Consecutive data on clinical presentation, results of the IT and other diagnostic tests, and clinical characteristics were analyzed from patients presenting at our autonomic laboratory between 2000 and 2011. IT results were compared with the final clinical diagnosis at discharge, and statistical analysis was performed to determine specificity, sensitivity, and positive and negative predictive values of the IT.

A total of 78 patients were assessed. IT results were positive (≥50% reduction in pain during ischemia) in 26 cases and negative in 52 cases. CRPS was the final diagnosis in 45 cases, and in 33 cases, a different diagnosis was made. This results in a test sensitivity of 49% and a specificity of 88%, with a poteria.

The benefit of pelvic lymph node dissection (PLND) at radical prostatectomy (RP) remains unclear given the low prevalence of known nodal disease (pN1) and concerns about its therapeutic utility.

To characterize the impact of PLND and secondary treatment on oncologic outcomes.

Cohort study of men who underwent primary RP with PLND for prostate cancer (PCa) at our institution since 2003. Men stratified by nodal status.

Outcomes include biochemical recurrence-free survival (bRFS), overall survival, and PCa-specific mortality (PCSM). Multivariable Cox regression models used for each outcome.

Of 1,543 men who underwent primary RP, 174 (11%) had pN1 disease. Median follow-up was 34 months (interquartile range, 15-62). Seven-year outcomes were similar whether less than or ≥14 LNs dissected. Among node-positive patients, 29% had undetectable (UDT) prostate-specific antigen (PSA), 11% had UDT PSA + adjuvant therapy, and 60% had detectable PSA, and 7-year bRFS differed (75% for UDT PSA, 90% for UDT + adjuvant therapy, 38% for detectable PSA, p < .01). Survival outcomes did not differ. In multivariable analysis, detectable PSA (vs. UDT, HR 5.2, 95% CI 2.0-13.3) associated with worse bRFS. After salvage treatment, 7-year outcomes did not differ between groups. Study limited by retrospective review.

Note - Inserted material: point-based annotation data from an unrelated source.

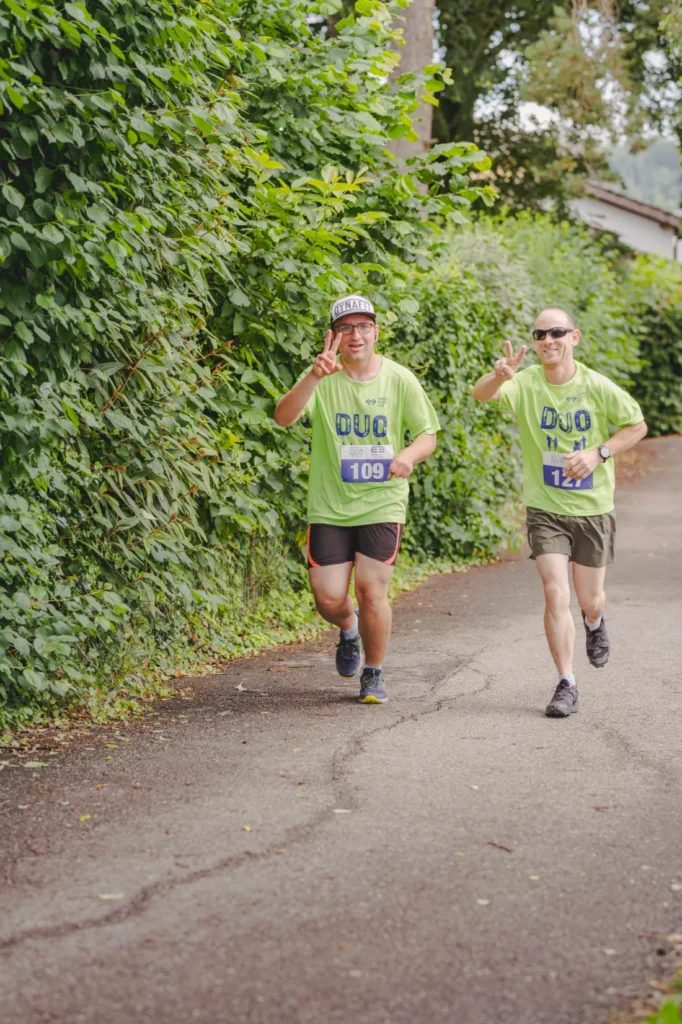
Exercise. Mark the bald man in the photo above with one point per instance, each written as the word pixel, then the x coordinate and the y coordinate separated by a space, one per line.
pixel 572 422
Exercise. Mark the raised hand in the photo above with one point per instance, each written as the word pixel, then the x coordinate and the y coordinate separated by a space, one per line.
pixel 507 367
pixel 580 464
pixel 326 363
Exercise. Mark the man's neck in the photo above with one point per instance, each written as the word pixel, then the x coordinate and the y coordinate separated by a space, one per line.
pixel 365 371
pixel 560 374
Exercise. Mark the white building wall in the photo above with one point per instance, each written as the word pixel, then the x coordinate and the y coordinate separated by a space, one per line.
pixel 641 233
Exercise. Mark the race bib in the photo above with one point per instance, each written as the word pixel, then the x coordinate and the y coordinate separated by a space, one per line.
pixel 366 463
pixel 554 477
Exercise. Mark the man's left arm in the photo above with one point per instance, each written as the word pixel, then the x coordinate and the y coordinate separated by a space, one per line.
pixel 581 464
pixel 419 451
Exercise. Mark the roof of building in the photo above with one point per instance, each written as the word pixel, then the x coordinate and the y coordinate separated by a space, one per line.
pixel 613 198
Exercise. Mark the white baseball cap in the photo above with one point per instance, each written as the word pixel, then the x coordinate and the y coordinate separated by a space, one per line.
pixel 351 304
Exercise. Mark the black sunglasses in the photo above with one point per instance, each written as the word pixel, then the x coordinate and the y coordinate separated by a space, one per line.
pixel 554 332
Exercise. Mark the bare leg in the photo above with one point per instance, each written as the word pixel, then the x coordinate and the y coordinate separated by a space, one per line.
pixel 559 627
pixel 589 584
pixel 330 589
pixel 372 580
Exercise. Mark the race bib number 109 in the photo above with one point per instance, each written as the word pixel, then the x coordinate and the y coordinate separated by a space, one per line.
pixel 554 476
pixel 366 463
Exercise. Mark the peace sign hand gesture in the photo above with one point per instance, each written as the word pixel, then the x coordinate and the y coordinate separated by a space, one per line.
pixel 326 363
pixel 507 368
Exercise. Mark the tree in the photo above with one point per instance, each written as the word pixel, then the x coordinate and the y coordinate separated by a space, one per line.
pixel 416 54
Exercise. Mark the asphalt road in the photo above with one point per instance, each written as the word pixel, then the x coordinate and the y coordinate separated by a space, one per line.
pixel 278 853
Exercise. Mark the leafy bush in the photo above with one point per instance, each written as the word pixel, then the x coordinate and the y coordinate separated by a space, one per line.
pixel 184 189
pixel 658 384
pixel 497 275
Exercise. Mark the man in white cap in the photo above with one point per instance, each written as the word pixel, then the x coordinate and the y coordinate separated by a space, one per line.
pixel 359 409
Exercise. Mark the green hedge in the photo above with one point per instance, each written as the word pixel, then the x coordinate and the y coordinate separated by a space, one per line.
pixel 184 190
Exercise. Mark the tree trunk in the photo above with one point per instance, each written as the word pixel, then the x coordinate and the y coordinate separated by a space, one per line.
pixel 417 24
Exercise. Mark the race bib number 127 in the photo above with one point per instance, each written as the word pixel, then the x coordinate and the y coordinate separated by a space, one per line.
pixel 366 463
pixel 554 476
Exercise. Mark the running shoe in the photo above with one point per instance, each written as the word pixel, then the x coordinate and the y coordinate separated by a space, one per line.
pixel 348 655
pixel 372 686
pixel 597 644
pixel 564 701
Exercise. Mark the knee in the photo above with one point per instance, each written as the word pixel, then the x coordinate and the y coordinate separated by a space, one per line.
pixel 557 597
pixel 370 598
pixel 329 604
pixel 592 607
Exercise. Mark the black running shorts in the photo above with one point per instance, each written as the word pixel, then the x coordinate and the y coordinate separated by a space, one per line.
pixel 330 545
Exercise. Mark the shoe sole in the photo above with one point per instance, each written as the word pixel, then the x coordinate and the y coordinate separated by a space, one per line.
pixel 551 712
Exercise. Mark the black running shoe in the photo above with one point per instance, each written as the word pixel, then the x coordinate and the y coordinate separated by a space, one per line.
pixel 348 655
pixel 596 643
pixel 564 701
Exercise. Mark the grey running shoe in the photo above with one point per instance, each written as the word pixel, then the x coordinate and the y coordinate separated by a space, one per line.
pixel 372 686
pixel 564 701
pixel 596 643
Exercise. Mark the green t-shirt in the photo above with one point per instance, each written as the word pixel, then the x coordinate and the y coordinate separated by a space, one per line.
pixel 373 414
pixel 555 420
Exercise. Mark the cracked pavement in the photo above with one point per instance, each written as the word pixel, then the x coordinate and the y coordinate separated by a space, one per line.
pixel 280 853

Of 1,543 men who underwent primary RP, 174 (11%) had pN1 disease. PARP inhibitor Median follow-up was 34 months (interquartile range, 15-62). Seven-year outcomes were similar whether less than or ≥14 LNs dissected. Among node-positive patients, 29% had undetectable (UDT) prostate-specific antigen (PSA), 11% had UDT PSA + adjuvant therapy, and 60% had detectable PSA, and 7-year bRFS differed (75% for UDT PSA, 90% for UDT + adjuvant therapy, 38% for detectable PSA, p  less then  .01). Survival outcomes did not differ. In multivariable analysis, detectable PSA (vs. UDT, HR 5.2, 95% CI 2.0-13.3) associated with worse bRFS. After salvage treatment, 7-year outcomes did not differ between groups. Study limited by retrospective review.Neurodegenerative diseases are a worldwide health problem and are a major cause of death and disability. A progressive loss of defined neuronal populations is triggered by a diverse array of stimuli that converge in deficient neurotrophic signaling. Therefore, much effort has been placed in recent years in the characterization of the molecular mechanisms associated with the structure and function of neurotrophins, its receptors, signaling strategies, and their target genes. This Editorial highlights an impressive study by the group of Prof. Ashis K. Mukherjee, a renowned specialist in snake venoms, in which a component of the Indian Cobra N.naja venom with no significant similarity to nerve growth factor, is shown to induce sustained neuritogenesis. An elegant transcriptomic and functional analysis of this component, named Nn-α-elapitoxin, mapped novel domains in mammalian neurotrophic receptors that trigger both conventional and novel signal cascades that support neurite extension in the PC-12 neuronal model system.